In July 2020, Larry Haskell objected to a community task force’s goal of “racial equity” in Spokane’s criminal legal system. Haskell argued that such language would mean “you’ll have to adjust the scale for some people that you wouldn’t for others.” But, community activist and task force member Curtis Hampton said, “If you’re using the finger on the scale, it’s already been applied in a negative way to people of color.” Haskell has said that in his office, “We prosecute conduct, not skin color,” and that in the criminal-legal system, “Outcomes are largely determined by personal choices,” denying the realities of systemic racism.

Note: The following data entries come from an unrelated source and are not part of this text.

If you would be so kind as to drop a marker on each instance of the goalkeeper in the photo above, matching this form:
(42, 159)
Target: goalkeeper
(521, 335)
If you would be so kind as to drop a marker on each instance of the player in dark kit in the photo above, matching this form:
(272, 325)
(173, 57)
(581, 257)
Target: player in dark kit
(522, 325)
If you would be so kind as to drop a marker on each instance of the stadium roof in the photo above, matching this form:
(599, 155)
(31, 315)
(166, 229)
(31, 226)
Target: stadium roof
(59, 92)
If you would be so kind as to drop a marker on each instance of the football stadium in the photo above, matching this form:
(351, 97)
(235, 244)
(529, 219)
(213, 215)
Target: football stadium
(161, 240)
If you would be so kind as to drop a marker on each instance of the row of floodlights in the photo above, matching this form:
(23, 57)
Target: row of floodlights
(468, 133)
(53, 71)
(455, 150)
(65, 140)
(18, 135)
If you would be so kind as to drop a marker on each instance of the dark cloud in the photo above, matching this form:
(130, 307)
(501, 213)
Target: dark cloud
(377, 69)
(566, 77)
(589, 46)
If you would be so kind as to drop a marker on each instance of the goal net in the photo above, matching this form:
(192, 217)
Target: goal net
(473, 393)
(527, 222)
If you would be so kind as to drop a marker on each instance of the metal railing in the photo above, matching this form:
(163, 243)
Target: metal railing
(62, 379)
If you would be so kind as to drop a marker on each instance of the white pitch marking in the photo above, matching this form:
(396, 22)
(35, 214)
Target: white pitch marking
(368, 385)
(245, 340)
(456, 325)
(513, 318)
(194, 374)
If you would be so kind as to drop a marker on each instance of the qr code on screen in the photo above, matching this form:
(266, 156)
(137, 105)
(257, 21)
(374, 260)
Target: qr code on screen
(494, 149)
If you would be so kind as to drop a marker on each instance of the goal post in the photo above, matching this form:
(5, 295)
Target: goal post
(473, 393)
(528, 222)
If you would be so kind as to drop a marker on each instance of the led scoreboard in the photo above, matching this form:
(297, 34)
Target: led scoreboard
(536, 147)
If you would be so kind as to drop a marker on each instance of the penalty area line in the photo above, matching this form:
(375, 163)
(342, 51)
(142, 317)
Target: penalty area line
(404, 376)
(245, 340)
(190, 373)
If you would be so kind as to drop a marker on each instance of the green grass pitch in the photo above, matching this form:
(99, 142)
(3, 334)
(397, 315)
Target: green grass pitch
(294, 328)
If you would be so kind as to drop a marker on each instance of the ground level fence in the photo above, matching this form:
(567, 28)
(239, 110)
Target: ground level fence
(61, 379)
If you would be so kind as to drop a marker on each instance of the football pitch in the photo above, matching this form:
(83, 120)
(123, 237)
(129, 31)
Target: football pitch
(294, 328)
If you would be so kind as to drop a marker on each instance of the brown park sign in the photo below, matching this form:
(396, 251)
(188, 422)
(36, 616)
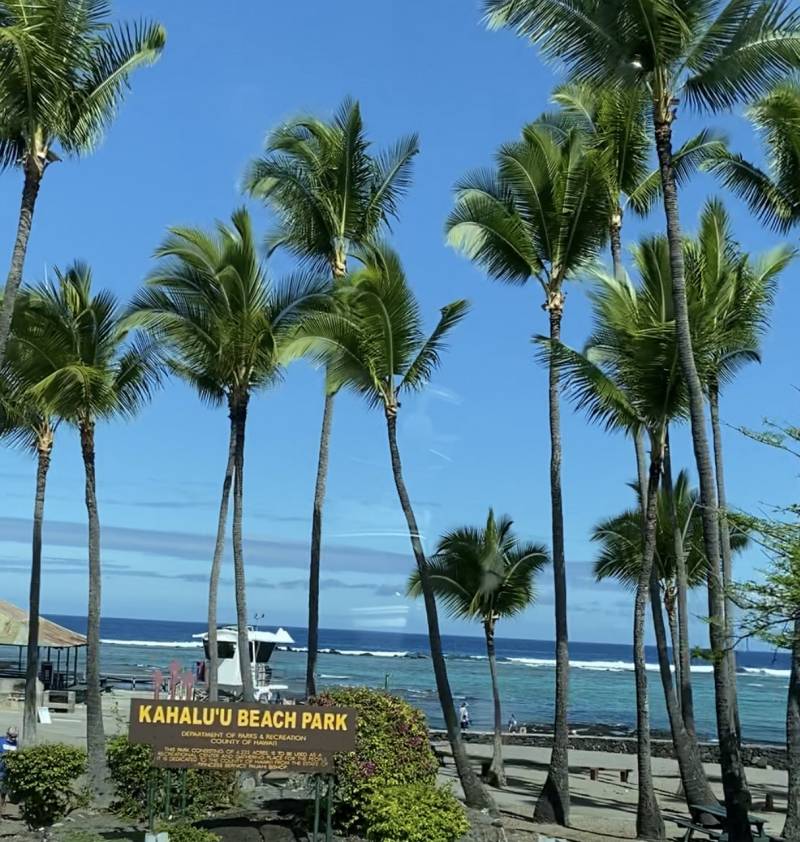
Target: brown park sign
(220, 735)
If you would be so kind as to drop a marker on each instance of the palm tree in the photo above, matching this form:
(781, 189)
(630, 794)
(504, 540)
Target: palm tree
(96, 373)
(615, 119)
(64, 70)
(713, 54)
(225, 331)
(331, 196)
(772, 193)
(379, 349)
(542, 214)
(629, 379)
(620, 557)
(31, 424)
(485, 574)
(732, 294)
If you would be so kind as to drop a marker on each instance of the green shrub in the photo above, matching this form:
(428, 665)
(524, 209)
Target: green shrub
(130, 768)
(43, 780)
(415, 813)
(79, 836)
(187, 832)
(392, 749)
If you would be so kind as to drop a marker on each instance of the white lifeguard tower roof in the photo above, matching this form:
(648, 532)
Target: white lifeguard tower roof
(231, 633)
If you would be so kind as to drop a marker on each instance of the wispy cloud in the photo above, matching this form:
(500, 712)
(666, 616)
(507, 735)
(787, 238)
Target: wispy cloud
(163, 545)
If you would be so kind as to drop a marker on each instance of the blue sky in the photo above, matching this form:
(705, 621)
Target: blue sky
(477, 437)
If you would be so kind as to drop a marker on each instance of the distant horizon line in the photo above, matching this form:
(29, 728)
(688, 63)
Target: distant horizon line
(204, 624)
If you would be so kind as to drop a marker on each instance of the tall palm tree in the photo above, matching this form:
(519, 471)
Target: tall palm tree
(713, 54)
(732, 294)
(772, 192)
(615, 119)
(331, 196)
(379, 349)
(64, 70)
(31, 424)
(541, 214)
(224, 330)
(620, 557)
(485, 574)
(97, 373)
(628, 378)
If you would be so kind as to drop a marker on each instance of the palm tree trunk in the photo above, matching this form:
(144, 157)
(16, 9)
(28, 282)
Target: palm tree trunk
(316, 547)
(649, 824)
(675, 643)
(475, 794)
(552, 806)
(497, 772)
(44, 451)
(30, 190)
(641, 473)
(725, 548)
(682, 582)
(791, 829)
(734, 782)
(95, 731)
(216, 567)
(615, 237)
(695, 783)
(239, 421)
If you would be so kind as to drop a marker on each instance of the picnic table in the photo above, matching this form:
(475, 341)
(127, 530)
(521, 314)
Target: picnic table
(719, 830)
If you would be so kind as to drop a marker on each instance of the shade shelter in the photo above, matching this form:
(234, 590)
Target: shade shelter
(59, 648)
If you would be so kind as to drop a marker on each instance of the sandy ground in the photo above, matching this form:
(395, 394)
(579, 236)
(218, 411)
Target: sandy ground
(602, 809)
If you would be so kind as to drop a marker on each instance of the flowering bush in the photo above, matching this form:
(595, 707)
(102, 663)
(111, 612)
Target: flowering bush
(43, 779)
(392, 749)
(130, 768)
(415, 813)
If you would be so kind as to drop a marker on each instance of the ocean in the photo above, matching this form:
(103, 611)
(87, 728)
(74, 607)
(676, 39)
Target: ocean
(602, 689)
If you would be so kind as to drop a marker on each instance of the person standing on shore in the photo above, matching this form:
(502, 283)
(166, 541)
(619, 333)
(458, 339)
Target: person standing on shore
(7, 744)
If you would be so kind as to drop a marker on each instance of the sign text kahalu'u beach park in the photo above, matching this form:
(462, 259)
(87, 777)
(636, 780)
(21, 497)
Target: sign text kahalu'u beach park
(219, 735)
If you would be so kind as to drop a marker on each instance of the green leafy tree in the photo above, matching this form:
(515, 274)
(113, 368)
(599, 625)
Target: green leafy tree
(620, 557)
(711, 54)
(64, 70)
(485, 574)
(97, 372)
(629, 379)
(772, 605)
(379, 349)
(541, 215)
(331, 195)
(30, 424)
(615, 119)
(731, 296)
(773, 191)
(225, 330)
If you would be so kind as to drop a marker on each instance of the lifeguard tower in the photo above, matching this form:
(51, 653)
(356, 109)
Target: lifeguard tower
(262, 644)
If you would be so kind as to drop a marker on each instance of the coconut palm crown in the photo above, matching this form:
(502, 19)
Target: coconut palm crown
(484, 574)
(64, 70)
(330, 194)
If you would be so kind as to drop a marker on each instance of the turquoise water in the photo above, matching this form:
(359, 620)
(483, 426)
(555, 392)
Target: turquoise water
(601, 678)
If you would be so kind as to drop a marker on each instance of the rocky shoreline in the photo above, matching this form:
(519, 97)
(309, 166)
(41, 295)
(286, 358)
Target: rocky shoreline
(761, 756)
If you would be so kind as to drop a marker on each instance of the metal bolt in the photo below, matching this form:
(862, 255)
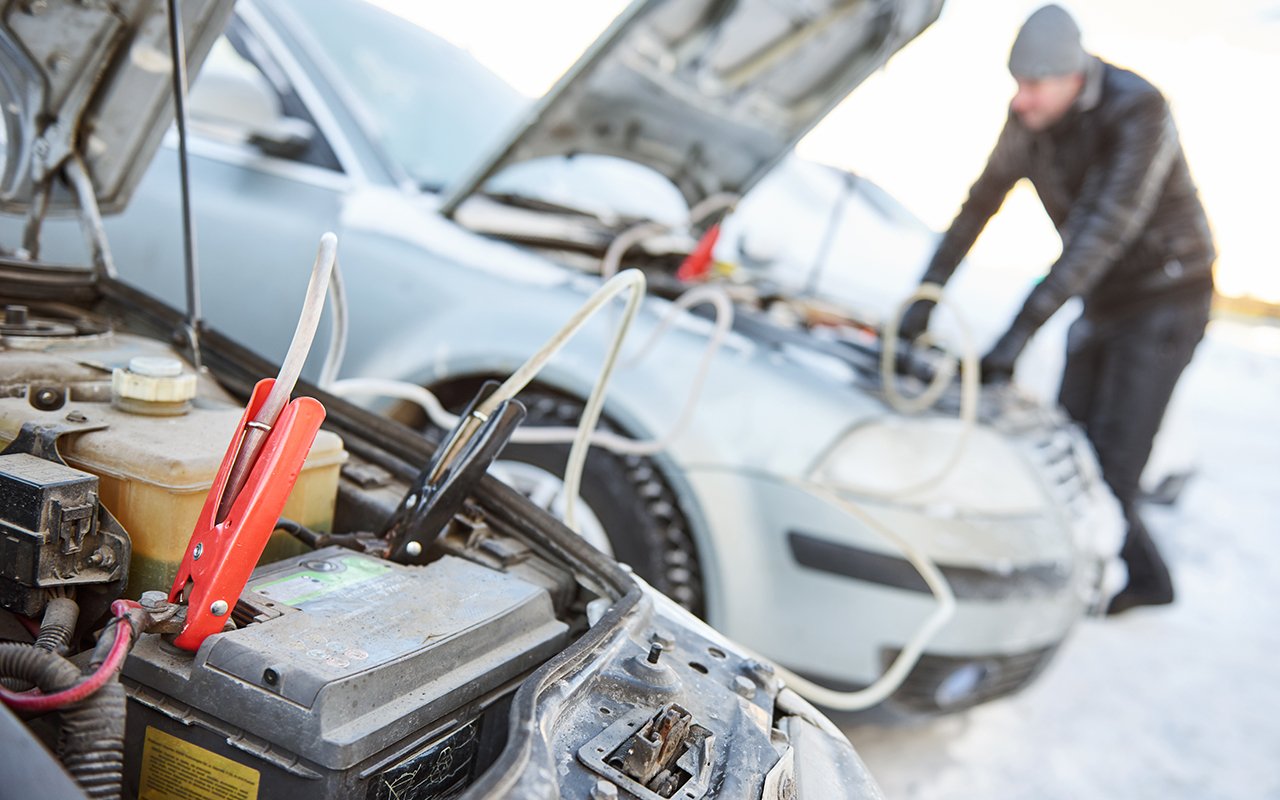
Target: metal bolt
(16, 315)
(154, 599)
(654, 653)
(603, 790)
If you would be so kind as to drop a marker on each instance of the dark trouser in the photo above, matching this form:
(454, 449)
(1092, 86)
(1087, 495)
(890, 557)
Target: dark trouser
(1120, 373)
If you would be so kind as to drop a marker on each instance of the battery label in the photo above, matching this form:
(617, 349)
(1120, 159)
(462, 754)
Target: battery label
(438, 772)
(320, 579)
(176, 769)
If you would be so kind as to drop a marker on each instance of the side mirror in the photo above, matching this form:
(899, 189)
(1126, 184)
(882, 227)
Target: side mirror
(232, 101)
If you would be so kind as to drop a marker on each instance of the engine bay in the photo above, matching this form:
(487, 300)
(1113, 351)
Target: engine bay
(503, 647)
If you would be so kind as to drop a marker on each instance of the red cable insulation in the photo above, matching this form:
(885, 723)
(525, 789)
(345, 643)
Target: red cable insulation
(36, 702)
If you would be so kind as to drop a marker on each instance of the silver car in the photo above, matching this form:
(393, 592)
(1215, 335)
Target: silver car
(778, 513)
(439, 638)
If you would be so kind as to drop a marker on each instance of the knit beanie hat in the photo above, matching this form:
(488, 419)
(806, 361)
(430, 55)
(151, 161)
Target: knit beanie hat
(1047, 46)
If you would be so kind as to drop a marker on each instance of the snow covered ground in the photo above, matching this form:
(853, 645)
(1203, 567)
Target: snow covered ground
(1168, 703)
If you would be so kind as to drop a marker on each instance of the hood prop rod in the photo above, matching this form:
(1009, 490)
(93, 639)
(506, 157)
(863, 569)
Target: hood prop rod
(178, 51)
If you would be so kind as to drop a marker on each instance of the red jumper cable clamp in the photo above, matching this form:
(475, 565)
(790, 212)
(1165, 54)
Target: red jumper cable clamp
(222, 553)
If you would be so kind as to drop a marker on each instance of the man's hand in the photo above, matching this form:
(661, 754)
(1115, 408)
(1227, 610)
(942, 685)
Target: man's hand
(997, 365)
(915, 320)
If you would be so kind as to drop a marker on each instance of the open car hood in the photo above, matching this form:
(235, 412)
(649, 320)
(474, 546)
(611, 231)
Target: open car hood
(708, 92)
(90, 80)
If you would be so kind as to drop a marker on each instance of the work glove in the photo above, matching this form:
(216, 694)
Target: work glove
(997, 365)
(915, 320)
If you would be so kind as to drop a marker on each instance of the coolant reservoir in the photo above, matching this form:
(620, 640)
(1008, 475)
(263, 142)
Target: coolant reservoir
(155, 471)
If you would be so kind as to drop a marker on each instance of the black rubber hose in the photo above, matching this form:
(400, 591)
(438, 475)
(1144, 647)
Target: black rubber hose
(45, 670)
(91, 743)
(58, 624)
(91, 739)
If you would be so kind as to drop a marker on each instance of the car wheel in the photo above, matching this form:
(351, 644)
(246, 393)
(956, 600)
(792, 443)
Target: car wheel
(631, 510)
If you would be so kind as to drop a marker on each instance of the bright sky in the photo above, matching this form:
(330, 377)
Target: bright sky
(923, 127)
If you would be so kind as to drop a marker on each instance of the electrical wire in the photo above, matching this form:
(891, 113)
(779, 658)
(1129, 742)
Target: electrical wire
(640, 232)
(627, 280)
(257, 429)
(970, 389)
(36, 702)
(891, 679)
(338, 330)
(442, 417)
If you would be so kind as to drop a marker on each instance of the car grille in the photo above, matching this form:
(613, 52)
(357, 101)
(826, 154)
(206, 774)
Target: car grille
(923, 690)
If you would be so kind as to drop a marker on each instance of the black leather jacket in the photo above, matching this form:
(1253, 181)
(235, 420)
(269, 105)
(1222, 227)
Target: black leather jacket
(1114, 179)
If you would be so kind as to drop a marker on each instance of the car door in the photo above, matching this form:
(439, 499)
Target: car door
(260, 197)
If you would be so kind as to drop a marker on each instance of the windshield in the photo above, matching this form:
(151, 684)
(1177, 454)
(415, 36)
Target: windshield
(430, 106)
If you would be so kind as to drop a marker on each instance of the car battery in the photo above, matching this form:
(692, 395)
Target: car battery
(350, 676)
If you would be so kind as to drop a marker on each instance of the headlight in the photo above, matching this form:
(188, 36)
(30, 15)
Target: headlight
(935, 464)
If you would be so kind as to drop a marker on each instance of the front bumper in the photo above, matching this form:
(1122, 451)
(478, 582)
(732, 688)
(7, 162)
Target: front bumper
(831, 599)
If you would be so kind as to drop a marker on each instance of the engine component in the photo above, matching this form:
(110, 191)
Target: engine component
(152, 385)
(222, 552)
(357, 677)
(53, 530)
(154, 474)
(48, 513)
(439, 490)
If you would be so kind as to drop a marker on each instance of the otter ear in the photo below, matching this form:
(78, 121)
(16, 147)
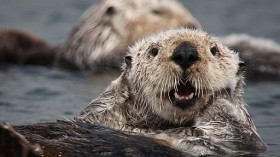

When power holders within the system uphold systemic racism, it couples discriminatory policy with rhetoric which, on the surface, is often too abstract to come across as overtly racist. “The problem with Larry Haskell’s position,” according to former NAACP president Kurtis Robinson, “is he’s the person who holds power in a system that is set up to inherently harm people of color and favor people like him.”

In 2021, Haskell played a key role in dismantling the Spokane Regional Law and Justice Council, an inter-governmental committee tasked with reimagining criminal justice in Spokane. Haskell’s proposal for revamping the committee left his own position intact while gutting community representation, including a committee devoted to racial equity. He argued that the positions he chose to cut were those not explicitly listed in state statutes. However, state law does not prohibit local governments from adding positions, and removing them was a deliberate choice. This policy of following the letter but not the spirit of the law conveniently favors Haskell and upholds his stubborn belief that the criminal legal system doesn’t play favorites.


It’s Up to Us

Larry Haskell is up for re-election this year. If Spokane County re-elects him as prosecutor, we are endorsing a broken, racist system. Larry Haskell isn’t going to change. Spokane voters need to bring change to the prosecutor’s office.


What we can do:

  • Vote in the primary to replace Larry Haskell as prosecutor.

  • Demand the county prosecutor’s office release demographic data. If your record isn’t biased, prove it.

  • Local leaders must condemn Larry’s record, and hold our future county prosecutor accountable.

  • Demand a holistic approach to public safety and wellness, with community care at its core. An unbiased court system is fundamental to this vision.